Les États-Unis continuent de déployer des troupes au Moyen-Orient alors que débute le processus de négociation avec l’Iran, selon le Wall Street Journal qui a rapporté le 10 avril les déclarations de responsables américains. Ce déploiement simultané révèle la défiance de Washington quant à la viabilité d’un accord, quatre jours seulement après l’annonce d’une trêve.
Un cessez-le-feu fragile et assorti de doutes
Un accord de cessez-le-feu de deux semaines a été convenu le 8 avril entre Washington et Téhéran, mettant fin à six semaines d’hostilités débutées le 28 février. Les négociations formelles entre les deux gouvernements doivent s’ouvrir au Pakistan à partir du 11 avril. Cependant, la trêve repose sur des fondations instables : le Pentagone considère que les termes demeurent ambigus, notamment concernant le Liban, où Israël a déclaré que le cessez-le-feu ne s’appliquait pas à ses opérations contre le Hezbollah.
L’arrivée de renforts militaires dans les prochains jours
Selon le Wall Street Journal, 1 500 à 2 000 soldats de la 82e division aéroportée pourraient être déployés dans la région dans les jours à venir. Des avions de chasse et avions d’attaque sont déjà arrivés récemment en théâtre d’opérations. Deux formations majeures se déplacent également vers le Moyen-Orient : le porte-avions USS George H. W. Bush et ses navires d’escorte, partis de Virginie fin mars, ainsi que l’USS Boxer avec la 11e unité expéditionnaire de Marines, en route depuis la Californie depuis la mi-mars. Ces deux groupements nécessitent plus d’une semaine pour atteindre leur destination.

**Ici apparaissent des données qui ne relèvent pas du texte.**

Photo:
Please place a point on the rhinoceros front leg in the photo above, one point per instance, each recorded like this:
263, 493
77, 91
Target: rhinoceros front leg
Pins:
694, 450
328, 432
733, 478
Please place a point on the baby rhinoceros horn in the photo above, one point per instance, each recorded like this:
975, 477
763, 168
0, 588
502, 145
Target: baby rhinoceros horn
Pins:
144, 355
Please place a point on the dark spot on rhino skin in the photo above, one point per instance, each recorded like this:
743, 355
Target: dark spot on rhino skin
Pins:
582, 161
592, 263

Une stratégie d’assurance et de pression simultanée
Les États-Unis renforcent leur dispositif militaire en prévision d’une possible confrontation avec l’Iran, tout en cherchant à influencer les négociations pour conserver un avantage stratégique sur le terrain. Cette double posture répond à plusieurs préoccupations. Les deux parties revendiquent une victoire totale : Donald Trump affirme avoir remporté une « victoire complète » sur la réouverture du détroit d’Ormuz, tandis que Téhéran proclame avoir infligé une « défaite écrasante » aux États-Unis. Ces déclarations antagonistes suggèrent que les pourparlers risquent de buter sur des demandes maximalistes. L’Iran exige notamment la levée intégrale des sanctions et la poursuite de son programme d’enrichissement d’uranium, positions jugées incompatibles par Washington.

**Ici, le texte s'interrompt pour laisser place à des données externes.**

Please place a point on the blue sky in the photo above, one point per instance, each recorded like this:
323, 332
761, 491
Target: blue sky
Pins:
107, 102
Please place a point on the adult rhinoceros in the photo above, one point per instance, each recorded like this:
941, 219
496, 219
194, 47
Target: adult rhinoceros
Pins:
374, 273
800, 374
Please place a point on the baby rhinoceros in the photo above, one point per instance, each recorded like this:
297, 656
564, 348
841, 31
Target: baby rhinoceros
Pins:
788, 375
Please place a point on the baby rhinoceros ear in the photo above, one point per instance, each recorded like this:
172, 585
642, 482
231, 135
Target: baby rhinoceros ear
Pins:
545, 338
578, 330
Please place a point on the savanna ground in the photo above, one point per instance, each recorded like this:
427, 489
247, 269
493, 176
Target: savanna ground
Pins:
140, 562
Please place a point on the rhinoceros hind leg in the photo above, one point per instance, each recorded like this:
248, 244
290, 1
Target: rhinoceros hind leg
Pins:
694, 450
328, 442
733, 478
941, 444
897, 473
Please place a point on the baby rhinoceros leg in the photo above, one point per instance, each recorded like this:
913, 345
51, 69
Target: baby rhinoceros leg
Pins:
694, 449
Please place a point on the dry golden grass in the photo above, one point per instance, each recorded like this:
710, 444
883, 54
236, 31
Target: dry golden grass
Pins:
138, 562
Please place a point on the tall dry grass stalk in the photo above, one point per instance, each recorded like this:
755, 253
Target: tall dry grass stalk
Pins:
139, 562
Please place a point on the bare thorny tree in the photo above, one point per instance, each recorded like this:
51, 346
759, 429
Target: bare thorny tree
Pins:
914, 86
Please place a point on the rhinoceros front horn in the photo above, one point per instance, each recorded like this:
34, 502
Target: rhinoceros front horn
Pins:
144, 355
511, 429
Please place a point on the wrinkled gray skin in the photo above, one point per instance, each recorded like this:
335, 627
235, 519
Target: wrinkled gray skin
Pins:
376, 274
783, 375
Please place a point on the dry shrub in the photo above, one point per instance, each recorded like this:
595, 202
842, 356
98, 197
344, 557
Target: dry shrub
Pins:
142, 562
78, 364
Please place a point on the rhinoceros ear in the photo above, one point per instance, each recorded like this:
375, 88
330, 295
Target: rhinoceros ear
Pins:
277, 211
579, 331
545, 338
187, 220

Le maintien du potentiel militaire à proximité permet aux États-Unis de conserver une crédibilité dissuasive si les pourparlers s’enlisent dans les quatorze jours à venir. Les navires arriveront à destination quelques jours après l’expiration de la trêve initiale, correspondant au moment où les risques de rupture deviendraient les plus aigus.